鱼油是一种重要的健康 ω-3 脂肪酸来源,可用于功能性食品。然而,它易自动氧化、有气味且溶解度低,这使其使用变得困难。对其进行包埋可以减少这些缺点。本文主要关注包埋过程的干燥阶段。其目的是研究通过乳化和冷冻干燥法用大豆蛋白包埋鱼油,并将微球的特性与以相同方式加工但喷雾干燥的微球进行比较。
通过乳化和冷冻干燥制备了不同蛋白质/油比的微球。大豆蛋白将鱼油包埋在基质型微胶囊中,掩盖了其典型的气味和油性外观。与喷雾干燥相比,冷冻干燥微球的固体回收率更好,但包埋效率更低。增加初始配方中的蛋白质/油质量比似乎有利于初始脂质氧化,但在分析随时间变化的氧化稳定性(通过 Rancimat 测试测量)时,这些差异并不明显。冷冻干燥样品的多孔结构和大表面积有利于氧气的容易渗透和自由基暴露,从而随着时间的推移增加脂质氧化,而喷雾干燥微球在随时间的氧化稳定性方面表现良好,与游离油相似。

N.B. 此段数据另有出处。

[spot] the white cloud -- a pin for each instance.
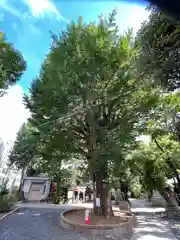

干燥过程是微胶囊形态、包埋效率和对油的保护作用的决定因素。尽管乳化和干燥过程导致了一定程度的初始油氧化,但大豆蛋白成功地掩盖了鱼油的味道,喷雾干燥系统显示出鱼油随时间具有良好的氧化稳定性,优于冷冻干燥微球。 © 2021 英国化学学会。